On Wed, Apr 11, 2012 at 03:19:36PM +0100, Stephen Gower wrote:
On Wed, Apr 11, 2012 at 12:42:44PM +0100, Janet McKnight wrote:
BTW, do you think the openguide is just duplicating OSM? Be honest! :-}
No! I, personally, am not convinced that OSM should have all the metadata on shops/restaurants that it does, but I think that horse has flown the nest. In any case, OSM shouldn't contain the free-text description and photos/etc that Openguides do.
On reflection, and eventually coming back on subject, what OSM does well is record precise, verifiable, facts. Position, opening hours, name, etc etc. OpenGuides can record that too, to a certain extent, but what it does uniquely is record the subjective stuff (like child-friendly for example) and rely on the wikinature to keep consensus.

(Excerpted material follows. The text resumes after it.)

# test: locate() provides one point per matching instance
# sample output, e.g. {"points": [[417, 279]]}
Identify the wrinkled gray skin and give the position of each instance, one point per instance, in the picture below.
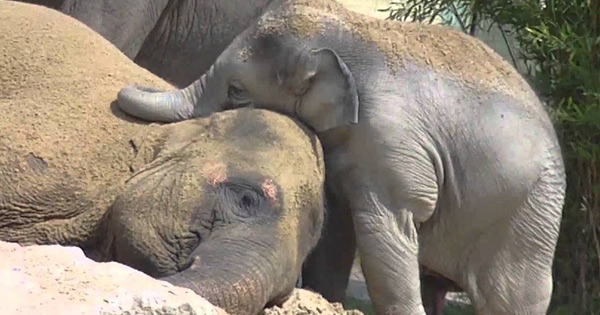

If you want to find all central restaurants in OSM, than you define a "central" polygon and then do a PostGIS (spatial PostgreSQL) query to select all restaurant points (and shapes) within it. What Openguides does is crowd-source the definition of central, by letting people apply it to whatever nodes they think are central. To find a definition of central from Openguides, you select all the nodes that are tagged with the central locale (and if you like, draw a polygon around them).
Of course, this is all theoretical, and doesn't deal well with the situation where one person want to tag the station as central, and another doesn't. Human nature vs wikinature, or something.